A recent study by a Congressional panel found conflicts of interest abounded in the executive pay consulting field (Reported in The New York Times, 12/6/07). No kidding, Sherlock!
My father was on our local city commission and he shared with me the way that city staff frequently would tell the commission that staff was underpaid and that a consultant was needed to determine proper salary increases. Staff would present the commission with a “short list” of 3 to 5 consultants from which to chose. While this range of choices created the appearance of independence and the commission certainly could pick anyone it wished, as a practical matter, it chose from the list presented and, of course, every consultant listed would recommend a substantial pay raise.
Dad always took the free market approach: “The city seemed to have no problem filling vacancies. We were not losing too many folks. So where’s the problem?” Realistically, you always lose some people seeking greener pastures. That’s life. If no one ever leaves for a higher-paying job then perhaps you are over-paying.

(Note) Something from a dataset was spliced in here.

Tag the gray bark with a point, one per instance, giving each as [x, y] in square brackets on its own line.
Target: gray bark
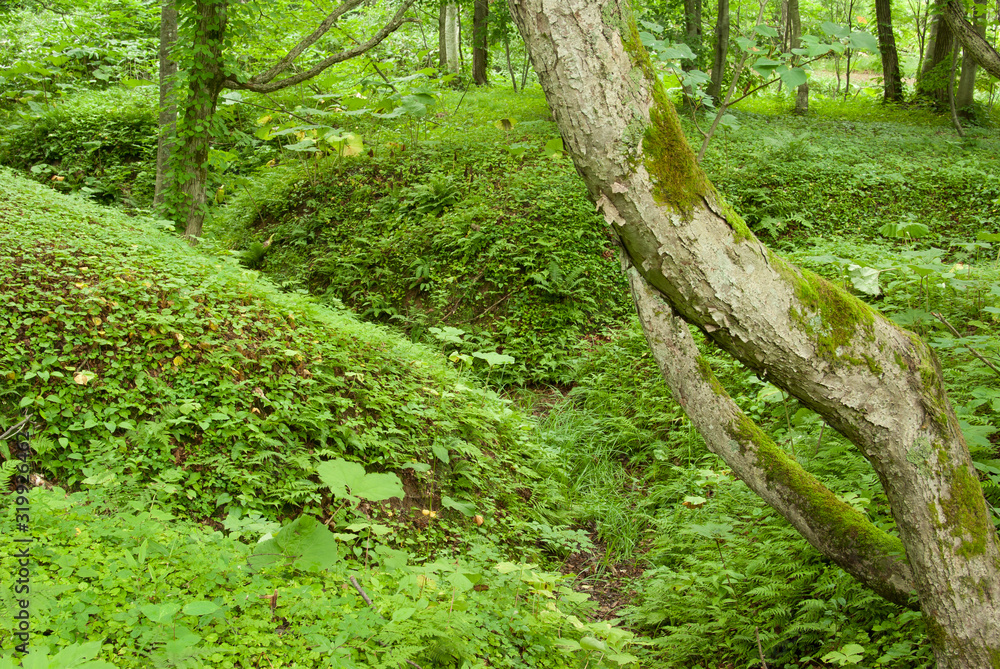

CEO salaries are skyrocketing and boards of directors defend the salaries by pointing to compensation consultants. But there are relatively few compensation consultants out there. And they figured out a long time ago that the ones who don’t come back with a recommendation for a nice, fat pay package rarely get invited back.

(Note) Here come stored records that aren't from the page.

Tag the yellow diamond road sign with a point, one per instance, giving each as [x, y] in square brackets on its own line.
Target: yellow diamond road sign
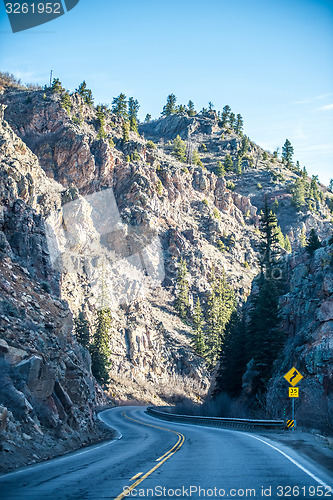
[293, 376]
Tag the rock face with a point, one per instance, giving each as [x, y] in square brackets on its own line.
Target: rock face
[47, 388]
[84, 216]
[306, 319]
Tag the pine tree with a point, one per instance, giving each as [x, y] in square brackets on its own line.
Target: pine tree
[225, 115]
[233, 358]
[133, 108]
[100, 348]
[198, 321]
[287, 244]
[82, 329]
[125, 132]
[119, 106]
[220, 170]
[245, 145]
[220, 305]
[181, 109]
[287, 152]
[298, 194]
[101, 122]
[265, 340]
[179, 149]
[228, 163]
[239, 124]
[190, 108]
[196, 159]
[313, 242]
[66, 102]
[238, 168]
[57, 87]
[302, 240]
[85, 93]
[232, 120]
[170, 107]
[182, 294]
[269, 245]
[314, 191]
[275, 205]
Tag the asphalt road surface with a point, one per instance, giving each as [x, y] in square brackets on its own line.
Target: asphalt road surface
[158, 459]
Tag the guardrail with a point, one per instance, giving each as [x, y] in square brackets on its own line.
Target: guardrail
[241, 423]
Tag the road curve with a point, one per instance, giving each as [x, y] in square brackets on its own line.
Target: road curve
[157, 459]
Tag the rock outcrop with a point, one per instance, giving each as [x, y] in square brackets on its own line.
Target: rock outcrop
[86, 214]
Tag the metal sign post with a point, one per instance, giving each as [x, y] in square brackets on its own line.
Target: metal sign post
[293, 377]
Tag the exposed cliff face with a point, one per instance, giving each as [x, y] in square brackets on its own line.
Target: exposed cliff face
[261, 178]
[47, 389]
[307, 320]
[100, 217]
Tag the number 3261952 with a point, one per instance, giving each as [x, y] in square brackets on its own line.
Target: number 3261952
[33, 8]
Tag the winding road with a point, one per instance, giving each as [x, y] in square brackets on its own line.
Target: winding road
[156, 459]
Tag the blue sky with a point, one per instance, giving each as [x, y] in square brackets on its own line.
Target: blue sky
[271, 61]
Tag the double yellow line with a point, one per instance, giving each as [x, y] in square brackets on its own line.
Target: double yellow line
[160, 460]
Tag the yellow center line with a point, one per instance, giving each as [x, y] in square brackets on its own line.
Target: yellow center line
[136, 476]
[161, 460]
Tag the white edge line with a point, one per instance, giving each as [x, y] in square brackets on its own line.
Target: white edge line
[66, 457]
[293, 461]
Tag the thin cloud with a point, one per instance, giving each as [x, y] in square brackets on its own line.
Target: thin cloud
[326, 108]
[318, 147]
[313, 99]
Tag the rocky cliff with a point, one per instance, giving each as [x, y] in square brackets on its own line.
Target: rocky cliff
[306, 312]
[48, 394]
[87, 216]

The boards of the Fortune 500 are a rather clubby lot, as are the consultants who serve them. Rarely does one rise to such an exalted height by being a boat rocker. All too often one “gets along by going along.” While that may result in amiable board meetings, it rarely serves the best interests of the stockholders, the nominal owners of said corporations.
CEO compensation packages will stay rigged until Congress allows the stockholders to take control of the boards of directors of America’s corporations, ending the current “Soviet-style” elections that select corporate boards today.